In 1862 the L&NWR Northern and Southern divisions were amalgamated with Ramsbottom becoming Chief Mechanical Engineer (CME) for the whole system. Shortly after a Bessemer Steel Works was authorised for installation at Crewe so that the L&NWR could produce its own steel for locomotive construction and rails.

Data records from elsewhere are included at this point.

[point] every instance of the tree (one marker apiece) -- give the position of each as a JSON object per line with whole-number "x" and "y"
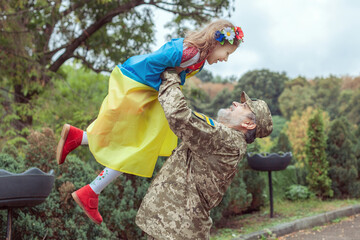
{"x": 297, "y": 133}
{"x": 349, "y": 105}
{"x": 38, "y": 37}
{"x": 296, "y": 97}
{"x": 342, "y": 159}
{"x": 327, "y": 91}
{"x": 316, "y": 162}
{"x": 279, "y": 123}
{"x": 282, "y": 144}
{"x": 265, "y": 85}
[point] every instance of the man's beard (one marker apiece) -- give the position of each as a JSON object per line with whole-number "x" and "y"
{"x": 225, "y": 118}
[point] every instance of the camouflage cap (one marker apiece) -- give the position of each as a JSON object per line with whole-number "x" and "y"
{"x": 262, "y": 112}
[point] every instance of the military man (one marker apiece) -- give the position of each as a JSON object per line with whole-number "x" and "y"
{"x": 195, "y": 177}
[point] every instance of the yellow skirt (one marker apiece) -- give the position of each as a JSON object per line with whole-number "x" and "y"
{"x": 131, "y": 130}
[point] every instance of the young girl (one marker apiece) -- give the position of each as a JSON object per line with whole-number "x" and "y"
{"x": 131, "y": 130}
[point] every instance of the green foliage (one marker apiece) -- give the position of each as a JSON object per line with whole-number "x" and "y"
{"x": 342, "y": 159}
{"x": 279, "y": 123}
{"x": 349, "y": 106}
{"x": 59, "y": 217}
{"x": 245, "y": 193}
{"x": 38, "y": 37}
{"x": 75, "y": 99}
{"x": 296, "y": 97}
{"x": 282, "y": 144}
{"x": 280, "y": 181}
{"x": 316, "y": 162}
{"x": 263, "y": 84}
{"x": 222, "y": 100}
{"x": 327, "y": 91}
{"x": 298, "y": 192}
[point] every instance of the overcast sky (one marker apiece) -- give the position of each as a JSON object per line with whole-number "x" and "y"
{"x": 311, "y": 38}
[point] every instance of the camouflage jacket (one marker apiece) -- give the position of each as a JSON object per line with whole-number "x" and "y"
{"x": 195, "y": 177}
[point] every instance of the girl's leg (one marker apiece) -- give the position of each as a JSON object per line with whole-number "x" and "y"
{"x": 103, "y": 179}
{"x": 88, "y": 197}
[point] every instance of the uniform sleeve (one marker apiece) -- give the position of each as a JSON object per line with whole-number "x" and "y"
{"x": 191, "y": 130}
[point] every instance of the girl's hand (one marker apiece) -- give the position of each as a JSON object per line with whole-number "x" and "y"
{"x": 179, "y": 69}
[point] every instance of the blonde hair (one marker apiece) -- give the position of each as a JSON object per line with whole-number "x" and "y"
{"x": 205, "y": 40}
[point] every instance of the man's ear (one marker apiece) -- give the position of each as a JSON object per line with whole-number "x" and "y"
{"x": 248, "y": 125}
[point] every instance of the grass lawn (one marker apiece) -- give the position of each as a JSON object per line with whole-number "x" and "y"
{"x": 284, "y": 211}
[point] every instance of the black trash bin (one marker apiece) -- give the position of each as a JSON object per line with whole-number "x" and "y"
{"x": 269, "y": 162}
{"x": 26, "y": 189}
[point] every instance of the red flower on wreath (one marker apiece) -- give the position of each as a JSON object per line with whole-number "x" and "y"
{"x": 239, "y": 33}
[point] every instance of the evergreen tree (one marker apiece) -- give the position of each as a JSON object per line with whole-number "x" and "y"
{"x": 282, "y": 144}
{"x": 316, "y": 162}
{"x": 342, "y": 159}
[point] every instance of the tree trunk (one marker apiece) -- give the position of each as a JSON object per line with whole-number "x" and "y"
{"x": 20, "y": 100}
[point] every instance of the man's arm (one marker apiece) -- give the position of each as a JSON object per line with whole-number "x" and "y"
{"x": 174, "y": 104}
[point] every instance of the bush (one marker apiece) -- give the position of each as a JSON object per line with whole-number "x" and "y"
{"x": 298, "y": 192}
{"x": 59, "y": 217}
{"x": 245, "y": 193}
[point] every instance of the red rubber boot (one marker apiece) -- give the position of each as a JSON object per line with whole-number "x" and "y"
{"x": 88, "y": 200}
{"x": 71, "y": 138}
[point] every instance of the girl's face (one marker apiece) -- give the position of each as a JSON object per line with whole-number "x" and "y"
{"x": 220, "y": 53}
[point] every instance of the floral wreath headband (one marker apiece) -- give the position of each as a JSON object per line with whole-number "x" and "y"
{"x": 229, "y": 34}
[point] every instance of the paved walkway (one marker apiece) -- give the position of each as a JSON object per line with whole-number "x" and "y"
{"x": 347, "y": 229}
{"x": 319, "y": 227}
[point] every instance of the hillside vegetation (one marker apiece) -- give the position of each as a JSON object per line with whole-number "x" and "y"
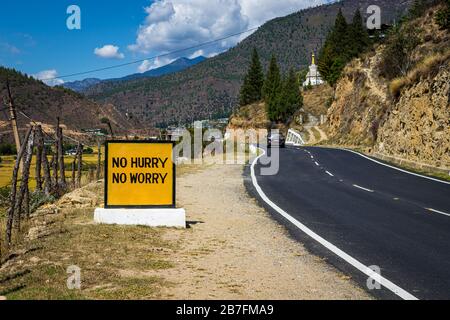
{"x": 211, "y": 88}
{"x": 395, "y": 99}
{"x": 44, "y": 104}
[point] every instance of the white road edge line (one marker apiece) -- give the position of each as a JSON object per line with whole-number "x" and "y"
{"x": 362, "y": 188}
{"x": 347, "y": 258}
{"x": 395, "y": 168}
{"x": 437, "y": 211}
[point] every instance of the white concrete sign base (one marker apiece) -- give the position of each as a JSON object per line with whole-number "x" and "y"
{"x": 174, "y": 218}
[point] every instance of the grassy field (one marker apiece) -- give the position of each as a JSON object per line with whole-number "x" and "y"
{"x": 7, "y": 165}
{"x": 116, "y": 262}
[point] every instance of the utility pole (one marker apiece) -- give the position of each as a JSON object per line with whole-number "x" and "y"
{"x": 13, "y": 118}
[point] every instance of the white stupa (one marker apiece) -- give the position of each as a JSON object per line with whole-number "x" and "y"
{"x": 313, "y": 77}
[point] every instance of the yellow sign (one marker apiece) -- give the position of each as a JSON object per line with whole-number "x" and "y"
{"x": 139, "y": 174}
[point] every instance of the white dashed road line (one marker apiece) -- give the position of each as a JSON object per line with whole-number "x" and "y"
{"x": 437, "y": 211}
{"x": 362, "y": 188}
{"x": 328, "y": 245}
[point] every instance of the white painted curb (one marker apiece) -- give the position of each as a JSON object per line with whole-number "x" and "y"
{"x": 174, "y": 218}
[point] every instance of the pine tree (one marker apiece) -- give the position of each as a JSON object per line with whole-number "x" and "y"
{"x": 272, "y": 89}
{"x": 417, "y": 9}
{"x": 291, "y": 99}
{"x": 340, "y": 37}
{"x": 358, "y": 35}
{"x": 251, "y": 90}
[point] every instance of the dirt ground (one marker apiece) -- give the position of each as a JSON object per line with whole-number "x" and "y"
{"x": 231, "y": 250}
{"x": 240, "y": 252}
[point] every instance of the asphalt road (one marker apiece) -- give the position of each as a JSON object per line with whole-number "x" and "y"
{"x": 377, "y": 215}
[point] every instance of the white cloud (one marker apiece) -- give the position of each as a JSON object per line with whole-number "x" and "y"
{"x": 49, "y": 77}
{"x": 176, "y": 24}
{"x": 9, "y": 48}
{"x": 201, "y": 52}
{"x": 147, "y": 65}
{"x": 109, "y": 52}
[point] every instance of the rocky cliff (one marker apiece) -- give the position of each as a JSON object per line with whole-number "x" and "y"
{"x": 407, "y": 118}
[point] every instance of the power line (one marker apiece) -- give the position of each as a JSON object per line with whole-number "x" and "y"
{"x": 151, "y": 58}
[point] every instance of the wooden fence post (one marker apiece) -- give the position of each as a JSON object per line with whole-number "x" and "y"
{"x": 47, "y": 176}
{"x": 54, "y": 165}
{"x": 23, "y": 192}
{"x": 39, "y": 153}
{"x": 12, "y": 197}
{"x": 99, "y": 158}
{"x": 80, "y": 164}
{"x": 74, "y": 182}
{"x": 55, "y": 159}
{"x": 60, "y": 153}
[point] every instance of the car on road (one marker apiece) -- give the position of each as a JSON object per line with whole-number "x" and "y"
{"x": 276, "y": 139}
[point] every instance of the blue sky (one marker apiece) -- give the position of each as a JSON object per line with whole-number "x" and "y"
{"x": 34, "y": 37}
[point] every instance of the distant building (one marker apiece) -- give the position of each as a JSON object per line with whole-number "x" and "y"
{"x": 313, "y": 77}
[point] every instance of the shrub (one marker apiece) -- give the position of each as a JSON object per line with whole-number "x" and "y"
{"x": 443, "y": 17}
{"x": 7, "y": 149}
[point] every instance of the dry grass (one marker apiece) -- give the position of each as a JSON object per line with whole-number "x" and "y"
{"x": 7, "y": 165}
{"x": 426, "y": 68}
{"x": 116, "y": 262}
{"x": 253, "y": 116}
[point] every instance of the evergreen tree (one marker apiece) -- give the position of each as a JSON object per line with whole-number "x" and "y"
{"x": 272, "y": 89}
{"x": 343, "y": 43}
{"x": 340, "y": 37}
{"x": 291, "y": 99}
{"x": 417, "y": 9}
{"x": 251, "y": 90}
{"x": 358, "y": 35}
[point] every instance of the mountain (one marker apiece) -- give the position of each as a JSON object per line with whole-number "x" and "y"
{"x": 81, "y": 85}
{"x": 44, "y": 104}
{"x": 175, "y": 66}
{"x": 211, "y": 88}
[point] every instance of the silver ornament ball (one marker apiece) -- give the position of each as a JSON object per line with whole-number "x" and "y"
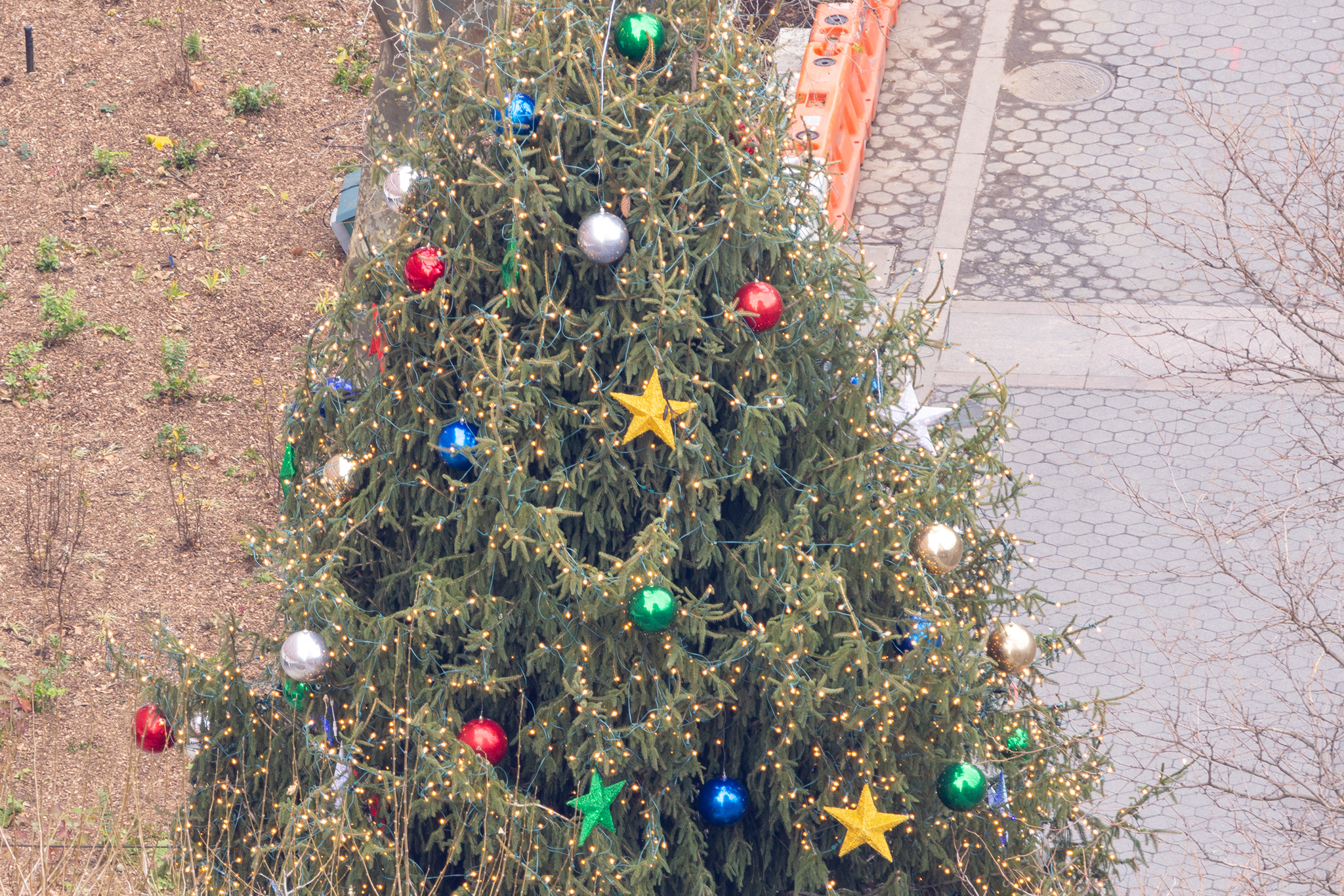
{"x": 198, "y": 730}
{"x": 940, "y": 547}
{"x": 304, "y": 657}
{"x": 398, "y": 184}
{"x": 604, "y": 238}
{"x": 1013, "y": 648}
{"x": 337, "y": 474}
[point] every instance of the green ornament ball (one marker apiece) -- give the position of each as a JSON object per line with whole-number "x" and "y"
{"x": 296, "y": 692}
{"x": 635, "y": 33}
{"x": 1018, "y": 742}
{"x": 652, "y": 607}
{"x": 961, "y": 786}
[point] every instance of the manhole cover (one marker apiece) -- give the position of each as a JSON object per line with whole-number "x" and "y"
{"x": 1060, "y": 82}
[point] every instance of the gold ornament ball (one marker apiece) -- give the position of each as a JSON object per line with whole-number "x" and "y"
{"x": 1013, "y": 648}
{"x": 940, "y": 548}
{"x": 337, "y": 474}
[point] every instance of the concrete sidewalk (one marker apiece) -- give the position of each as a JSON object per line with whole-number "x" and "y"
{"x": 1030, "y": 198}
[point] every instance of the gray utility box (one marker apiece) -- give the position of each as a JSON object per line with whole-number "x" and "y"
{"x": 343, "y": 216}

During his time as CME he oversaw the enlargement and modernisation of Crewe works, he was responsible for the bulk production of cheap but capable locomotives, introduced ancillary works including the steel plant and a brickworks, and installed an internal narrow-gauge railway to facilitate the movement of material.

==Post L&NWR==
Ramsbottom retired in 1871 ostensibly because of ill health but likely because his request for a salary increase was turned down by the L&NWR Board of Directors. The L&NWR continued to pay Ramsbottom an annual stipend of £1,000 for several years after he left, valuing his expertise as a consultant if not as an employee.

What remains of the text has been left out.